Local LLM Hardware Sizing and Model Selection
Choosing a local model is mostly a hardware-matching problem.
The practical question is not:
What is the biggest model I can technically load?It is:
What model gives acceptable quality, latency, and memory usage on my machine?The Three Main Constraints
- RAM or VRAM
- throughput (tokens/sec)
- context length
You need all three to feel acceptable in practice.
Very Rough Model Sizing
Quantized local models are usually discussed in families like:
| Model size | Typical use |
|---|---|
| 1B–3B | very fast, lightweight assistants, edge devices |
| 7B–8B | strong sweet spot for local chat/code |
| 13B–14B | noticeably better, but more demanding |
| 32B+ | stronger quality, much heavier serving needs |
| 70B | premium local quality, serious hardware requirement |
For many developers, 7B–8B is the first truly practical tier.
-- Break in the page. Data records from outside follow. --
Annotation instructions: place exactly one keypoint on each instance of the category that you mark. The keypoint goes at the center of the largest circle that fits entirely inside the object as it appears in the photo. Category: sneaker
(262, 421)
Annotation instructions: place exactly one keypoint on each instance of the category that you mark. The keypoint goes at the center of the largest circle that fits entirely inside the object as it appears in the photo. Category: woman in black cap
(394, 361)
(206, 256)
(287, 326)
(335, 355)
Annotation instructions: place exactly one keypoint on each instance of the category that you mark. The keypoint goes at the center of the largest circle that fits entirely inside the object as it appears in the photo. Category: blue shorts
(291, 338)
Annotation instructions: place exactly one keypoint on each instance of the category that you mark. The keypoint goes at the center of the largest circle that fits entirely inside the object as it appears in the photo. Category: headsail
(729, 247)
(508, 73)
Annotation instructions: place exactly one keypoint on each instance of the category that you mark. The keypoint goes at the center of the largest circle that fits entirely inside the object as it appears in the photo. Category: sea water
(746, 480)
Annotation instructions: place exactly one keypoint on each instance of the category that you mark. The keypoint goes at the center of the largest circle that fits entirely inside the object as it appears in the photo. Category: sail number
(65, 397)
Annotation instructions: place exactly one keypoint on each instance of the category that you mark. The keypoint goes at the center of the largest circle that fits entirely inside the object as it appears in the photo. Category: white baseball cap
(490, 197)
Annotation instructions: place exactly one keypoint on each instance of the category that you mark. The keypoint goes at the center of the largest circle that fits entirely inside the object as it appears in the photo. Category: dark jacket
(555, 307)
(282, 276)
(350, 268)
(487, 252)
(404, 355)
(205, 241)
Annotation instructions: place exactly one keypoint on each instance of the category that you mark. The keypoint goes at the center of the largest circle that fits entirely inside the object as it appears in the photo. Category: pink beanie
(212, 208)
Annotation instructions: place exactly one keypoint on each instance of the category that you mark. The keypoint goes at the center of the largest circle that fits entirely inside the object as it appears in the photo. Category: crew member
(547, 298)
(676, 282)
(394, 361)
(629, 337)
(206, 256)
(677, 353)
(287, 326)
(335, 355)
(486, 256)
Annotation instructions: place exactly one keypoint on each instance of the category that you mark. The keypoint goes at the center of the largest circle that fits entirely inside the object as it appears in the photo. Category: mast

CPU vs GPU vs Apple Silicon
CPU
- easiest to access
- slower
- fine for smaller quantized models
GPU
- best for throughput
- especially important for larger models and serving multiple users
Apple Silicon
- very strong local inference story because of unified memory
- often better than people expect for solo local use
Model Selection by Task
General assistant
Choose a solid instruct model in the 7B–8B range first.
Coding
Prefer coder-tuned models such as Qwen Coder or DeepSeek Coder families when available.
Reasoning-heavy tasks
Reasoning-oriented models can be excellent, but they are often slower and more verbose.
Embeddings
Do not use a chat model as an embedding model. Pick a dedicated embedding model.
What Usually Goes Wrong
- choosing a model too large for comfortable throughput
- optimizing only for benchmark quality, ignoring latency
- forgetting context length memory costs
- using the wrong model family for the task
Good Practical Rule
Start with:
- one small fast model
- one main 7B–8B model
- one embedding model
Then upgrade only if your actual use case needs it.
Interview Answer
How do you choose a local model?
Match the model to the hardware, task, and latency target. For most solo developers, a quantized 7B–8B instruct model is the best starting point, with dedicated coder or embedding models added for specialized workloads.